As a former practicing alcoholic, I know firsthand how important it is to come face-to-face with admitting that there’s a problem before any steps can be taken to get clean. Over 12 years ago, I was fortunate enough to see the light before I had gone too far down the path of alcoholic self-destruction (and believe me when I say that I had already gone pretty far down that path).

After trying to quit smoking on and off for the previous 20 years. I had come to the realization that I simply could not quit smoking while I was still drinking. And for a long time, I just wasn’t ready to quit drinking. Once I became sober, I figured that pretty soon I could quit smoking and finally become addiction free.
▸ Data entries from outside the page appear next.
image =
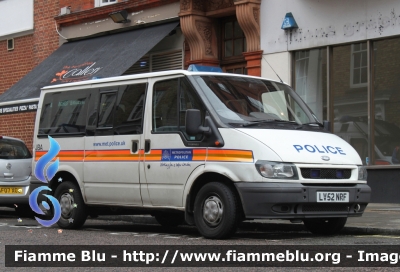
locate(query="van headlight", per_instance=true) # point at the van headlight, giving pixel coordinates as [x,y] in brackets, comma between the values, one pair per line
[277,170]
[362,173]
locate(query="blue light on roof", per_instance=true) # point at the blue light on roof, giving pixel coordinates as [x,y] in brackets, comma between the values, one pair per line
[204,68]
[289,22]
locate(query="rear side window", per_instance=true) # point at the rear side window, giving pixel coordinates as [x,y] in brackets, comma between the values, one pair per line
[64,113]
[12,149]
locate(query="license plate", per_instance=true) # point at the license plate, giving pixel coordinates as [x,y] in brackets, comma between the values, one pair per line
[11,190]
[332,197]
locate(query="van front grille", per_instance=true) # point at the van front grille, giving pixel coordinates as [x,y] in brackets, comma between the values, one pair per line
[325,173]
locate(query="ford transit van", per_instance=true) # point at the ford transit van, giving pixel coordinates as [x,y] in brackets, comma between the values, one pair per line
[208,149]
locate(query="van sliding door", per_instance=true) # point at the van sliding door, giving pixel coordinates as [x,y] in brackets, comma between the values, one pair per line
[111,171]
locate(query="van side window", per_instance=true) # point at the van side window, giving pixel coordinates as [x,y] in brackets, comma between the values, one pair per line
[189,100]
[165,112]
[171,99]
[130,110]
[106,110]
[64,113]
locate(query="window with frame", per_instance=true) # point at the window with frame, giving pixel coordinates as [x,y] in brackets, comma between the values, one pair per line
[130,110]
[64,113]
[233,43]
[359,65]
[233,39]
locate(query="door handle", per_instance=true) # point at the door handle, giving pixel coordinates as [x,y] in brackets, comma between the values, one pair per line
[134,146]
[147,146]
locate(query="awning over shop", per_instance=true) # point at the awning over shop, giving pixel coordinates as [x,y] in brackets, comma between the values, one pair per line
[99,57]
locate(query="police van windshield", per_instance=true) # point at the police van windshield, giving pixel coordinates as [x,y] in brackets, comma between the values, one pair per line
[242,101]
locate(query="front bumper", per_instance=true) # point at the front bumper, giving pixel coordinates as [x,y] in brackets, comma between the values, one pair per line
[297,201]
[11,199]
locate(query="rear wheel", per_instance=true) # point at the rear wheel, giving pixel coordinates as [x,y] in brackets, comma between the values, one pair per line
[216,211]
[73,208]
[326,226]
[170,219]
[24,210]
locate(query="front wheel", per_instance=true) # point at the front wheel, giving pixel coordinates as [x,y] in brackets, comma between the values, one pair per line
[325,226]
[216,211]
[73,208]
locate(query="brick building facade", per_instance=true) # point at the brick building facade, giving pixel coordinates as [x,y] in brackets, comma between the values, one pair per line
[201,24]
[28,52]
During my early days of recovery, I came across many sober people who advised me not to try to quit smoking right away - that it was enough for me to focus on my sobriety. One thing at a time, one day at a time. So I focused on becoming sober first.

But it took me five years of sobriety to finally say goodbye to the cigarettes. I relapsed so many times I lost count - I am sure it was literally hundreds. I felt like a crazy woman. I could not understand how I could become sober from drinking but couldn’t put down the damn cigarettes.
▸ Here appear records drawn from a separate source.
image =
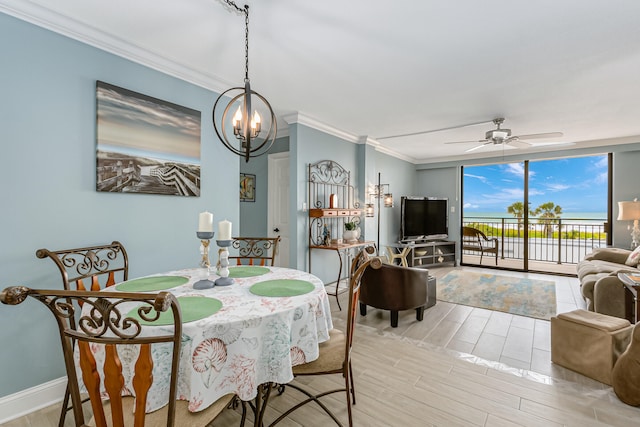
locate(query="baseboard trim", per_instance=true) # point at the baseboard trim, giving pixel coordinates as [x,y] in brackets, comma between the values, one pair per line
[32,399]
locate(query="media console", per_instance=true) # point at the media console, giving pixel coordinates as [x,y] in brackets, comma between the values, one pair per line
[431,253]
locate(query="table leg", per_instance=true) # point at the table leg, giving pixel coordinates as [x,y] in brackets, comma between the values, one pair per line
[631,307]
[260,403]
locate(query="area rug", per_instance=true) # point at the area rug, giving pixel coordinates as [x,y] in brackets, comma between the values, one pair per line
[524,297]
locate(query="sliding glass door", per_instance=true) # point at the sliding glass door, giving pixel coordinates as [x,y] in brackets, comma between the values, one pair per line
[545,215]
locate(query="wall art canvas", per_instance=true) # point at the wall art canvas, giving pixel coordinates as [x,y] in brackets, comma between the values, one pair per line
[247,187]
[146,145]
I know many people take years of trying to quit drinking before they succeed. Relapse among alcoholics is quite common. If we’re very lucky, the wake-up call to sobriety is one that rings loud and clear, even if it takes a while to clear the lingering brain fog and the accompanying wreckage of our past.
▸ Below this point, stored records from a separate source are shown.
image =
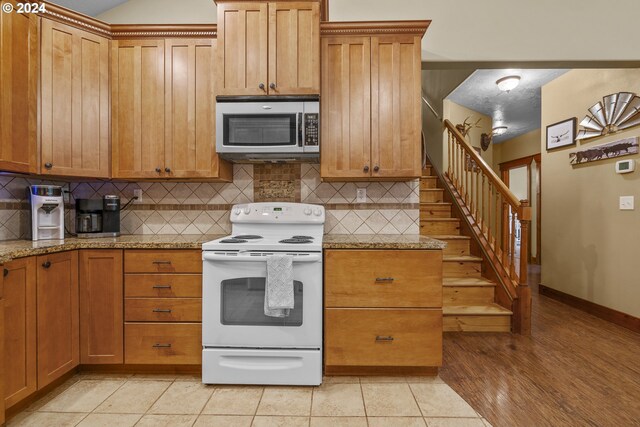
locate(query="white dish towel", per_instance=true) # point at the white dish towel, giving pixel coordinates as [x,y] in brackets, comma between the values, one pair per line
[278,290]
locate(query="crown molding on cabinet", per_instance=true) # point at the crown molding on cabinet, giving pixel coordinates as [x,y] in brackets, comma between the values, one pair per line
[356,28]
[162,31]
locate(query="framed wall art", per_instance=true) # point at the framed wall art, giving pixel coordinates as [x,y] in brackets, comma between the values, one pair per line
[561,134]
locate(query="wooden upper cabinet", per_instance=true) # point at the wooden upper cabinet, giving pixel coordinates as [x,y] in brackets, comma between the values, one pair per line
[75,102]
[346,107]
[18,91]
[396,115]
[242,48]
[294,48]
[57,315]
[189,108]
[268,48]
[20,378]
[137,103]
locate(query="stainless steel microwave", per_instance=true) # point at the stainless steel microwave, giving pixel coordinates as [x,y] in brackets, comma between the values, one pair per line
[268,128]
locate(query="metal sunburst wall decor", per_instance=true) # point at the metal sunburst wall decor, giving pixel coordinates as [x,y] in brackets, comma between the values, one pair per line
[616,112]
It felt so much harder for me to quit smoking than it was for me to quit drinking. In some ways, quitting drinking wasn’t so hard once I admitted that it was ruining my life. It was just admitting it that took me decades to do.

Admitting that cigarettes were a problem was relatively easy for me - I did not want to smoke. I wanted to quit. I kept trying to quit, yet I kept going back to them time and time again.

In hindsight I wish that I had seen the smoking for what it was - a way to hang onto my dependent behaviors. I took refuge in smoking because I could no longer take refuge in drinking. Smoking was not considered nearly as bad for me by my sober peers as drinking and if I needed a smoke to get through a bad day, that was far better than going for a drink. That logic allowed me to relapse and smoke while reassuring myself that at least I wasn’t drinking!

But smoking was definitely killing me - it was just doing it in a more insidious manner - after all, how bad could one more cigarette be? But one cigarette is just like one drink to a recovered alcoholic - it wakes the sleeping monster of craving and drives us to seek more. And recent studies show that smoking may even interfere with alcohol recovery, especially in the first six to nine months.